Bingo picture Bingo · Jan 8, 2012 · Viewed 84.5k times · Source

I understand most operator overloading, with the exception of the member access operators ->, .*, ->* etc.

In particular, what is passed to these operator functions, and what should be returned?

How does the operator function (e.g. operator->(...) ) know what member is being refered to? Can it know? Does it even need to know?

Finally, are there any const considerations that need to be taken into account? For example, when overloading something like operator[], generally you will need both a const and non-const version. Do member access operators require const and non-const versions?

Answer

Potatoswatter picture Potatoswatter · Jan 9, 2012

->

This is the only really tricky one. It must be a nonstatic member function, and it takes no arguments.
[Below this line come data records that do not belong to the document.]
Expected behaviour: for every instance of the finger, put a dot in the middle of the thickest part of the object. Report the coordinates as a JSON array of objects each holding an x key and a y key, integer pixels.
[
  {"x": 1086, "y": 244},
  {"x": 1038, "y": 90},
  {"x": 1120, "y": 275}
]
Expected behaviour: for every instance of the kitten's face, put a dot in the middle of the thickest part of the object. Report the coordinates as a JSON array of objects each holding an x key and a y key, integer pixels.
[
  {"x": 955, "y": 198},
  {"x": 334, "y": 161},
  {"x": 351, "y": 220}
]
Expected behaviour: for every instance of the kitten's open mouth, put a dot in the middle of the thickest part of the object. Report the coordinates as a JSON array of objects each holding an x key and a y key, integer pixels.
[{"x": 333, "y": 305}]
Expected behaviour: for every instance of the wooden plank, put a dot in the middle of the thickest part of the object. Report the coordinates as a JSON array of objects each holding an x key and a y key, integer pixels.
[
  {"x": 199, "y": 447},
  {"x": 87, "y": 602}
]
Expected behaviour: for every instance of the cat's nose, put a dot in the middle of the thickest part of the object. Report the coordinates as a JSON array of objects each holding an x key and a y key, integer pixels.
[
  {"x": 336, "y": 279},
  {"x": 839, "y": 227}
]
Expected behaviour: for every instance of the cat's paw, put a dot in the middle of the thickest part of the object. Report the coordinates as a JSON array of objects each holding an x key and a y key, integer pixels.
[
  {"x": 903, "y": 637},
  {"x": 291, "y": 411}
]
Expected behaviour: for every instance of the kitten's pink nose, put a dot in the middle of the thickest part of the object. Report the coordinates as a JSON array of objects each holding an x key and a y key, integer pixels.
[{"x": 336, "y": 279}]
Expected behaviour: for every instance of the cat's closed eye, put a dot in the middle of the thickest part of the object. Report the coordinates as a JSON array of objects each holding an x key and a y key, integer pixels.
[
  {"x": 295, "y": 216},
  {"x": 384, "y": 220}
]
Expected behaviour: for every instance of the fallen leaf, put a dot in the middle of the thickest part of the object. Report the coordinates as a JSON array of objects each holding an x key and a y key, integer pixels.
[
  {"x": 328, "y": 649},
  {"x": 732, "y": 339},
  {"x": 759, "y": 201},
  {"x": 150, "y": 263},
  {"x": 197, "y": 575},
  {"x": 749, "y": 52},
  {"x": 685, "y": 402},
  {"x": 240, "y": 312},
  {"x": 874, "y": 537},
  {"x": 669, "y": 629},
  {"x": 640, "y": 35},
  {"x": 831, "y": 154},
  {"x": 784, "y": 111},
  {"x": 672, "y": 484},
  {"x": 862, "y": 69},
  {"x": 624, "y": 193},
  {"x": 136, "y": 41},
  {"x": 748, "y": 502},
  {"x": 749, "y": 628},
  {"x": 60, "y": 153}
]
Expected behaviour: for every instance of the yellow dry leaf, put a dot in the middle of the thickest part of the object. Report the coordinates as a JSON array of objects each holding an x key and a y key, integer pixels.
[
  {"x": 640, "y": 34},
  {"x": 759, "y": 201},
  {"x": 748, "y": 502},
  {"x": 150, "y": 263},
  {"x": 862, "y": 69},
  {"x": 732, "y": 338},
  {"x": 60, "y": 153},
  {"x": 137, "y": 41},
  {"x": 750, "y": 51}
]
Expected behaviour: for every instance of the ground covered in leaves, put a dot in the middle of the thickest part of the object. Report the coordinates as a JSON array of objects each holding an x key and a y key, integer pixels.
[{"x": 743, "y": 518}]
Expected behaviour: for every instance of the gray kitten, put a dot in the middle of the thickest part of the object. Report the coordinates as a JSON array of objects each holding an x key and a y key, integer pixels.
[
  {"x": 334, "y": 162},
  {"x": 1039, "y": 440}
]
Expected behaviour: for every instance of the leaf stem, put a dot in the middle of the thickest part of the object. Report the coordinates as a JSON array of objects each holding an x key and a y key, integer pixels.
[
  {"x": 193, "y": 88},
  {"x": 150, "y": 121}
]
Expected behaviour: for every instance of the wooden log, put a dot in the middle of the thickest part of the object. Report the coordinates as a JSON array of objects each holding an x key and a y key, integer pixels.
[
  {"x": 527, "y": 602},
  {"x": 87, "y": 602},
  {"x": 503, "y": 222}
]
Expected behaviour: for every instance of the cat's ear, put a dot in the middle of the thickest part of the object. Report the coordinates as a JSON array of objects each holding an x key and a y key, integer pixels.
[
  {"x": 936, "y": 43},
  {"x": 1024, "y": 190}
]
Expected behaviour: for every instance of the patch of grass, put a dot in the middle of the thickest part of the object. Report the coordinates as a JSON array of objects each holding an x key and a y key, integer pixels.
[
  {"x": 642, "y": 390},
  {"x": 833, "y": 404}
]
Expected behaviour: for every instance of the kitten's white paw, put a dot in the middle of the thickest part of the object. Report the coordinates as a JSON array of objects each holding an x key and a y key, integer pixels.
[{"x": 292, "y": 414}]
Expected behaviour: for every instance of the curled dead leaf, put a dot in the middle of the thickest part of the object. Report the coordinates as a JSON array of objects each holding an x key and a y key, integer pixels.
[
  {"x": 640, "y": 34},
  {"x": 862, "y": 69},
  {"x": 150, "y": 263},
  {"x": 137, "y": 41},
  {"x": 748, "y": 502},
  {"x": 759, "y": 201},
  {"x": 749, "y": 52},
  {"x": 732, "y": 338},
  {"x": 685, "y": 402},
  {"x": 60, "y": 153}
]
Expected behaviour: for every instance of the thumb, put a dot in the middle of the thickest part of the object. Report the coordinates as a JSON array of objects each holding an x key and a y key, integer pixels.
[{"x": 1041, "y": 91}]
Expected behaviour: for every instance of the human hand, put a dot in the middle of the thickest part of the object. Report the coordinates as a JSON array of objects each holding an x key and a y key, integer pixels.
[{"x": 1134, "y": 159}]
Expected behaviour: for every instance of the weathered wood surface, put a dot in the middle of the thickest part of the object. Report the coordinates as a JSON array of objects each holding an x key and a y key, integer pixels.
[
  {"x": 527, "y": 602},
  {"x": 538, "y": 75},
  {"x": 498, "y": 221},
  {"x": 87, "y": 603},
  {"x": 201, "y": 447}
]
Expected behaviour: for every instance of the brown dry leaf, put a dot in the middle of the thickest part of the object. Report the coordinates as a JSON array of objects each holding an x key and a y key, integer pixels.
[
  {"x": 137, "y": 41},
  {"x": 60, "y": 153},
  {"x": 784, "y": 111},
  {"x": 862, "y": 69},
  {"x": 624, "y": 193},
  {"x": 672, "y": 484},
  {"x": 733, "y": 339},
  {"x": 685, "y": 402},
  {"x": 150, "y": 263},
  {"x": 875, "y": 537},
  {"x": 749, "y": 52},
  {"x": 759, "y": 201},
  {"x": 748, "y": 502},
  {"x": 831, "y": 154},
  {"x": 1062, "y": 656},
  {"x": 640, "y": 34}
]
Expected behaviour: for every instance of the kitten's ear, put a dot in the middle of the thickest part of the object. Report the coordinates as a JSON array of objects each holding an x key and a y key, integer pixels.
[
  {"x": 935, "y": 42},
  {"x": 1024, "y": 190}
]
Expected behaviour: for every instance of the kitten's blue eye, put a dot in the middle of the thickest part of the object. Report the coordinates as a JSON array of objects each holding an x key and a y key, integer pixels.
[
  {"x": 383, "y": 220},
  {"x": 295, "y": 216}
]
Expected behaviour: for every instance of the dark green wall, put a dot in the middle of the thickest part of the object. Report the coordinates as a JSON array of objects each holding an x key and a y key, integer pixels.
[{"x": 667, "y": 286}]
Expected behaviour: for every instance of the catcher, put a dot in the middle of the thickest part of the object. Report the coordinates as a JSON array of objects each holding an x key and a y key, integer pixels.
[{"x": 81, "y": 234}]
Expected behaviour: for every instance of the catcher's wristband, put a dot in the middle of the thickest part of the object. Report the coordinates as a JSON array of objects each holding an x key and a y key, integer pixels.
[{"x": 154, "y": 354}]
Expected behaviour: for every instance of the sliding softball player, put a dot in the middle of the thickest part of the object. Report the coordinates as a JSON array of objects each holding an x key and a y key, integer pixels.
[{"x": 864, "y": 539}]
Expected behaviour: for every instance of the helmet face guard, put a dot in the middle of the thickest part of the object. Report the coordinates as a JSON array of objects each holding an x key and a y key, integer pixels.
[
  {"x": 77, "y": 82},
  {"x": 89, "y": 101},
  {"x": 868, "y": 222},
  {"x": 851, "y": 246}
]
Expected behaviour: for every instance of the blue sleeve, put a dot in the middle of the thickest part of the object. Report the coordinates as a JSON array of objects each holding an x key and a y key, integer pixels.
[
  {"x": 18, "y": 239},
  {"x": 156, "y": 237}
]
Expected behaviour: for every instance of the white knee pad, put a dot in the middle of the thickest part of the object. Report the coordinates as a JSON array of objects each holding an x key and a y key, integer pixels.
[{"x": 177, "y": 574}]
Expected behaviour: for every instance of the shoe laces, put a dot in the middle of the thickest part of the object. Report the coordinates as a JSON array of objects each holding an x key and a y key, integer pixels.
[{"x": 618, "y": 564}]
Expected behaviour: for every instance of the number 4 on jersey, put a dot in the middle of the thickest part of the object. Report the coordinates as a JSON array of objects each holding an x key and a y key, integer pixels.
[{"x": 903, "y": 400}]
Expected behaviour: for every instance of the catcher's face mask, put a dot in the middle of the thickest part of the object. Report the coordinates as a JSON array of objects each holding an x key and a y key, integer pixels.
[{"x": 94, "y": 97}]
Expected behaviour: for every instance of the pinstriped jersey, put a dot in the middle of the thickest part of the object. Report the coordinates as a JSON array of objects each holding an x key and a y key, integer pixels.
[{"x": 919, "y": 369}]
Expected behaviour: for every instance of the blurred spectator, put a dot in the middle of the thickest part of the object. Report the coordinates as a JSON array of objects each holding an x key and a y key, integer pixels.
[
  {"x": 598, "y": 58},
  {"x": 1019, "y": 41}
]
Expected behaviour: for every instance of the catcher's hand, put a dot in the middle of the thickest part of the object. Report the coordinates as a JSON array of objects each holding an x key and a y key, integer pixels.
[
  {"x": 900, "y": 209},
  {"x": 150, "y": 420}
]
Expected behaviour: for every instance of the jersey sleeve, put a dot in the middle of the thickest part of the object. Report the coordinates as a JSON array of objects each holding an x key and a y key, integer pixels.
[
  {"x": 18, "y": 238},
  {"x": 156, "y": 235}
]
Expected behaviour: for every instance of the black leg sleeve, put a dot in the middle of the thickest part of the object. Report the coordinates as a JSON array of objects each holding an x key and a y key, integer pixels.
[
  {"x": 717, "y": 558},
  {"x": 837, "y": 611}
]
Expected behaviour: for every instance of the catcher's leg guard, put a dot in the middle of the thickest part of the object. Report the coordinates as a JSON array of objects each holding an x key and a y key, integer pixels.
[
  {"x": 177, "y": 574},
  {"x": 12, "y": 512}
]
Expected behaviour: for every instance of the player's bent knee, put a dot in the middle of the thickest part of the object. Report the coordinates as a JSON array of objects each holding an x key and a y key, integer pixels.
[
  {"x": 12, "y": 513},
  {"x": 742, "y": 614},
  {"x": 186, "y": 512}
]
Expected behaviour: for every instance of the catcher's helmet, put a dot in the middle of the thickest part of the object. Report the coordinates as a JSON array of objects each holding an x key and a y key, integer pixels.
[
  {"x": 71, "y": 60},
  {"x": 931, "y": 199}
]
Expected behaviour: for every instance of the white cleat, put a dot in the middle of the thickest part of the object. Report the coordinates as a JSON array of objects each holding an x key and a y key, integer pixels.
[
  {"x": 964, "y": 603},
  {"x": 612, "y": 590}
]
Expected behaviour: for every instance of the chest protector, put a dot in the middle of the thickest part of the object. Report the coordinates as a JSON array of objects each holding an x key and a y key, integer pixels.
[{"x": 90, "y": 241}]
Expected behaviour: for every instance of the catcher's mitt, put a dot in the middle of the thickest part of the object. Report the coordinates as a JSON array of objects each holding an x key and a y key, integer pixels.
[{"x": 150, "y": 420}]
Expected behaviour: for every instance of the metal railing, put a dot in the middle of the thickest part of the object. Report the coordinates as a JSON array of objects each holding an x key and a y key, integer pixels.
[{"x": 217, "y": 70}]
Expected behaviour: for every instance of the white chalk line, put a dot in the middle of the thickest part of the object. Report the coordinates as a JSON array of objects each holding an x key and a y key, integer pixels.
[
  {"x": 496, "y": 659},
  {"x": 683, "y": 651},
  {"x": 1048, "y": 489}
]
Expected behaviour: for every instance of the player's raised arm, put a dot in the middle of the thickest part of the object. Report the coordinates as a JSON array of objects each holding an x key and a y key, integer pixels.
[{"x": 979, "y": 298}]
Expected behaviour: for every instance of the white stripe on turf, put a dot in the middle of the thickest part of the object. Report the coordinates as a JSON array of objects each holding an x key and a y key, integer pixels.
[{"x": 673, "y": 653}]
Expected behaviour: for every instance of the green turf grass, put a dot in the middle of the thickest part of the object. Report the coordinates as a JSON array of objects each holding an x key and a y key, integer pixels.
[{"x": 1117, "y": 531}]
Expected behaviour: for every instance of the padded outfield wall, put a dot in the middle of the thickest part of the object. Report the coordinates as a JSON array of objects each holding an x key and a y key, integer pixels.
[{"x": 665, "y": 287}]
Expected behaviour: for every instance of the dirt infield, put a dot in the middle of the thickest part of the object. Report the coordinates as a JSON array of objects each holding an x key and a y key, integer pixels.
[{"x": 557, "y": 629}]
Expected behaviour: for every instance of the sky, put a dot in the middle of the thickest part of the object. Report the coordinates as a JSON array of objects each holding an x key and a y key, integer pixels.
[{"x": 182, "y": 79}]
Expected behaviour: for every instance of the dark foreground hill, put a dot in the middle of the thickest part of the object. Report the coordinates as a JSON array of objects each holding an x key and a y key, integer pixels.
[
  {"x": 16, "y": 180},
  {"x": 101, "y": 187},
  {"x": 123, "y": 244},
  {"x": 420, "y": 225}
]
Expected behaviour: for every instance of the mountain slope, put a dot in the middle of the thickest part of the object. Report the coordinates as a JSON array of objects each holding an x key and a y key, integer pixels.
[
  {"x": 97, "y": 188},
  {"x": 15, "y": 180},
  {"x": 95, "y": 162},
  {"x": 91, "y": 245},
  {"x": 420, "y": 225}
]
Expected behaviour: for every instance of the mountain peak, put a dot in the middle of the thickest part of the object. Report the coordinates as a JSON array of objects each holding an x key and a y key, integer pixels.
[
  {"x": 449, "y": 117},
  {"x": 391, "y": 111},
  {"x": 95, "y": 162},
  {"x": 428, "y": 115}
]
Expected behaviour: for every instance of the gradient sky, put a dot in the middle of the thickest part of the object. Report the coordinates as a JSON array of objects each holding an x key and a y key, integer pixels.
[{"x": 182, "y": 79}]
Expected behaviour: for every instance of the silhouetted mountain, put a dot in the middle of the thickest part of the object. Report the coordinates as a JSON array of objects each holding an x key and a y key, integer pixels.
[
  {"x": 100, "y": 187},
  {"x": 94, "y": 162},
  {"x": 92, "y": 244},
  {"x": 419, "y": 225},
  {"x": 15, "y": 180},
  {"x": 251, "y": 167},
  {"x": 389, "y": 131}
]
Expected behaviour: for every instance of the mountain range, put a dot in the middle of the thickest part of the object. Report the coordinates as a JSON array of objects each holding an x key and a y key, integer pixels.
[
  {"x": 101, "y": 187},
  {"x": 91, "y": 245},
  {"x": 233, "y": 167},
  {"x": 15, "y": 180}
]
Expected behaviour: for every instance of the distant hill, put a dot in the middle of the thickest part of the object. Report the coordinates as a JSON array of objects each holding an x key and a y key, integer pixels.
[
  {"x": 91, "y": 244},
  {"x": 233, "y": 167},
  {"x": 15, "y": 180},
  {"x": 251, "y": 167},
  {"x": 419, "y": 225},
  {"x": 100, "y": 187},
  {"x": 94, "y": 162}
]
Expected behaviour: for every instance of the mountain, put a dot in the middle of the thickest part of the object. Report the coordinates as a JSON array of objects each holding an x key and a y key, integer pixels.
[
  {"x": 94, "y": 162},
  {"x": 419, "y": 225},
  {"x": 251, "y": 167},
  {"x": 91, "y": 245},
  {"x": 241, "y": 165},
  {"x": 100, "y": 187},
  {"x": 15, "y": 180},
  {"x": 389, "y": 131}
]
The return value is used to perform the member lookup.

If the return value is another object of class type, not a pointer, then the subsequent member lookup is also handled by an operator-> function. This is called the "drill-down behavior." The language chains together the operator-> calls until the last one returns a pointer.

struct client
    { int a; };

struct proxy {
    client *target;
    client *operator->() const
        { return target; }
};

struct proxy2 {
    proxy *target;
    proxy &operator->() const
        { return * target; }
};

void f() {
    client x = { 3 };
    proxy y = { & x };
    proxy2 z = { & y };

    std::cout << x.a << y->a << z->a; // print "333"
}

->*

This one is only tricky in that there is nothing special about it. The non-overloaded version requires an object of pointer to class type on the left-hand side and an object of pointer to member type on the right. But when you overload it, you can take any arguments you like and return anything you want. It doesn't even have to be a nonstatic member.

In other words, this one is just a normal binary operator like +, -, and /. See also: Are free operator->* overloads evil?

.* and .

These cannot be overloaded. There is already a built-in meaning when the left-hand side is of class type. Perhaps it would make a little sense to be able to define them for a pointer on the left-hand side, but the language design committee decided that would be more confusing than useful.

Overloading ->, ->*, ., and .* can only fill in cases where an expression would be undefined, it can never change the meaning of an expression that would be valid with no overloading.